Hale is a village in Surrey, England. It lies just north of Farnham, towards Aldershot, with Badshot Lea to the east. Some maps show Lower Hale and Upper Hale, but the area between the two is indistinct. Hale in part overlaps Weybourne and Heath End, making it difficult to class them as separate villages –all three share amenities and form a neatly buffered settlement. Hale is on the side of the Farnham clay and sandstone range and is quite elevated, with some housing having views southward towards the Greensand Ridge from Hindhead to Ewhurst. The electoral ward Farnham Upper Hale has a population of 4,241.

==History==
There is evidence that the area has been occupied since the Mesolithic period. Some of the oldest surviving buildings in Hale date from the late 17th century, in the area once known as Hungry Hill.
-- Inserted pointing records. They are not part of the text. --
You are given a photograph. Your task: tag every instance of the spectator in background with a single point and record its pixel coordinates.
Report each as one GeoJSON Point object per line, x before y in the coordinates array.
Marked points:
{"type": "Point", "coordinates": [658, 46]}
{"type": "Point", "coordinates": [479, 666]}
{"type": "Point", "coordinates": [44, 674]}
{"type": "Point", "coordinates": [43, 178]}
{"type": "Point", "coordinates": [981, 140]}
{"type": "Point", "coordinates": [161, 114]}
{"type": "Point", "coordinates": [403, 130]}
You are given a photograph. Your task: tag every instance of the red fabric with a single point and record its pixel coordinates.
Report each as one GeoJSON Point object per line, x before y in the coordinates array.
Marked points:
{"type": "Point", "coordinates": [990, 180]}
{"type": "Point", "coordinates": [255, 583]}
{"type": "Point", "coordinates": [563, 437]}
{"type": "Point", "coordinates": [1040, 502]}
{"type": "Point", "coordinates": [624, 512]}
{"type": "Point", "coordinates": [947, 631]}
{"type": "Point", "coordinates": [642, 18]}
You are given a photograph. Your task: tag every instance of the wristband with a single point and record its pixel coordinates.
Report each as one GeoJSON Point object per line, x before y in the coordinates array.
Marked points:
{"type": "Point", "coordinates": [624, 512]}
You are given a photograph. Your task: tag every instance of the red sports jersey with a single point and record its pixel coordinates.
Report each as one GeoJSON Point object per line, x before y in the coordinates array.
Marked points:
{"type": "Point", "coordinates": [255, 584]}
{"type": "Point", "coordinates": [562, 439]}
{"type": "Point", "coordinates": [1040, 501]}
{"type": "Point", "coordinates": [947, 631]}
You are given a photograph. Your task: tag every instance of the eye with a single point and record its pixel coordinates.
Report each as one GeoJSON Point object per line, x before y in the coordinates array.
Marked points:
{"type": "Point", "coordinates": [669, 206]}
The oldest place of worship in the village is a chapel built in 1834. St John's Church was founded in 1844. It was paid for by Bishop Sumner and designed by the architect Benjamin Ferrey. Sumner is buried in the churchyard with his wife.

Hale grew rapidly after 1854 when the British Army became established in Aldershot. Many people came to the area seeking employment in building the nearby town and barracks. As the cottages spread, those nearer to Aldershot formed a separate village, which became known as Heath End. In recognition of the services they had rendered, the army gave the villagers of Hale 2 acre of land for a new cemetery, Upper Hale Cemetery. The church of St Mark the Evangelist was built opposite the cemetery in 1883.

==Buildings and structures==
At Upper Hale, there is at 51°14'5"N 0°48'54"W a 27.43 metres (90 ft) tall wooden radio tower. It is one of the few wooden radio towers in the world and today used by radio amateurs as ATV relay station .

== Schools ==
=== Primary schools ===
There are two primary schools in Upper Hale, which are:
- Hale School
- Folly Hill Infant School
As well as these, William Cobbett Primary School is also on the outskirts of nearby Weybourne.

=== Secondary schools ===
There are no secondary schools in Hale, but Farnham Heath End School is very close-by, and All Hallows School is in Weybourne, near to William Cobbett Primary School.

=== Higher education ===
Higher Education options are provided by nearby Guildford, Farnham and Farnborough.